P.N. Ram Dean, Faculty of Engineering and Technology Rohilkhand University Bareilly

Divisive parties

This refers to "Politics after Ayodhya' (December 12). I wonder why the writer has concentrated on just one communal party and remained silent on parties based on region, caste and language, which are part of the United Front. The ascendancy of such parties is as perilous for the social solidarity of the country as that of any communal party. In my opinion, fighting for the rights of the downtrodden is one thing and dividing the electorate on regional and caste lines is another.

The salvation of the country lies neither in communal parties nor in the sectarian, linguistic and regional parties, but with truly national parties like the Congress(I) or the Left parties. However, neither the Congress(I) nor the Left understands the dangerous implications of courting sectarian parties; perhaps they have lost the will and confidence to match their histrionics and rhetorics with sincere actions.
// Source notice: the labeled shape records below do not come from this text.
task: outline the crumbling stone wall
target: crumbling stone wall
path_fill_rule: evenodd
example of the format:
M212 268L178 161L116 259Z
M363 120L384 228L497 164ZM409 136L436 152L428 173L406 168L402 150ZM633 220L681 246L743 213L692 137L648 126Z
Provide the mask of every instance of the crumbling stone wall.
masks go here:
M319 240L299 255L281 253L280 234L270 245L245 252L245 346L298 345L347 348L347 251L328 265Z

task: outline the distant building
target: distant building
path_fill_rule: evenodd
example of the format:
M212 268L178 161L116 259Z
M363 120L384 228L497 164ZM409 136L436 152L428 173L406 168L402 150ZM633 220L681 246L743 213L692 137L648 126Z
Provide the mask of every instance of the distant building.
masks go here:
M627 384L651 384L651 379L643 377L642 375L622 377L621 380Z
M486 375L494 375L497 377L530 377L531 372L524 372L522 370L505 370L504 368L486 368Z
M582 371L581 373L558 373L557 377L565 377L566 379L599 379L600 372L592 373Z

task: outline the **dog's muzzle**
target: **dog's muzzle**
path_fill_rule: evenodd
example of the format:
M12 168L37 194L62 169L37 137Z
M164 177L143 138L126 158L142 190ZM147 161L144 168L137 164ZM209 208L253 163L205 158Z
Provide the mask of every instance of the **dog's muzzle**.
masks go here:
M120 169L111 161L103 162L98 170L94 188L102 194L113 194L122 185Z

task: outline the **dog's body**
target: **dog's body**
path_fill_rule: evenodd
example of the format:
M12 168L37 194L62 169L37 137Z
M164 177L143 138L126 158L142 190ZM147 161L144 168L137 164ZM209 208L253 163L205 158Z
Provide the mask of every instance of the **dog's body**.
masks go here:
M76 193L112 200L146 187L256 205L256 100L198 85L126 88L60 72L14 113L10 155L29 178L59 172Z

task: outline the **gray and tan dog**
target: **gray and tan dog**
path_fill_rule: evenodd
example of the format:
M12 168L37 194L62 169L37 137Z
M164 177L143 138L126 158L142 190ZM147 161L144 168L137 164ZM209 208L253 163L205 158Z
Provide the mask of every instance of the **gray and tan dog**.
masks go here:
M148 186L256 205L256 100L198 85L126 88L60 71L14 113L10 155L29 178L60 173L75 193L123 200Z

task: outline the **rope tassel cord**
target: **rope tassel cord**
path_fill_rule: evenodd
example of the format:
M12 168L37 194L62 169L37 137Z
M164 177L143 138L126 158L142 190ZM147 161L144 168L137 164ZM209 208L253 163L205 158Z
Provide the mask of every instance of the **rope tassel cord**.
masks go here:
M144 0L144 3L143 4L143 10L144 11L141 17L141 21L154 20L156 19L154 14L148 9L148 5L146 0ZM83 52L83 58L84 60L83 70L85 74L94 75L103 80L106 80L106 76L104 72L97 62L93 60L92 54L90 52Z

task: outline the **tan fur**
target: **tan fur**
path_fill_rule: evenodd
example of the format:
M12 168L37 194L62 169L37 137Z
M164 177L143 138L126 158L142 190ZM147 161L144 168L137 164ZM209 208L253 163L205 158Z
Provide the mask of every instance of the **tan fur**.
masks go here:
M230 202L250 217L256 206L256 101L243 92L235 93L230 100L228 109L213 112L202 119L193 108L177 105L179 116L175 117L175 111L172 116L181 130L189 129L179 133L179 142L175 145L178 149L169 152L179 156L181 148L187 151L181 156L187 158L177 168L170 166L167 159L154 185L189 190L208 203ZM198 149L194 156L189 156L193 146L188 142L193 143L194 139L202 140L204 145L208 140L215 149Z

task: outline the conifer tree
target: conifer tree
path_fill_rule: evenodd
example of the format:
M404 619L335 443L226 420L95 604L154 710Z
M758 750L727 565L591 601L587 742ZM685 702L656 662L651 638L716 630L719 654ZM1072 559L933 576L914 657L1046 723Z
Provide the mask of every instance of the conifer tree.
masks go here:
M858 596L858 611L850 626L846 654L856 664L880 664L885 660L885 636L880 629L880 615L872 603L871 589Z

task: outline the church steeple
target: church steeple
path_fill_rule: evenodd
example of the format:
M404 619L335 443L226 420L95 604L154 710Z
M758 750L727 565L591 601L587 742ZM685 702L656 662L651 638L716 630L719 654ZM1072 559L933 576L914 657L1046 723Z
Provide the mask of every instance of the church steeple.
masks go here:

Jaya Prasad PatnaVande Mataram

If Muslims are required to offer ritual proof of their patriotism, they have absolutely no hesitation saying "Jai Hind" or "Jai Bharat" any number of times, any time of day.

But if the BJP government in Uttar Praadesh pushes them into a corner with its insistence that schools begin with a daily invocation of Vande Mataram, they will not accept it. Muslims' intransigence on this score stems from the fact that Bankim Chandra's novel Anand Math, from which the hymn is taken, features a vicious and bigoted diatribe against Muslims. No wonder the Hindutva brigade has insisted on the recitation of the hymn as the acid test for one's patriotism.

And, really speaking, if at all such proof were needed what is wrong with Tagore's good old Jana Gana Mana?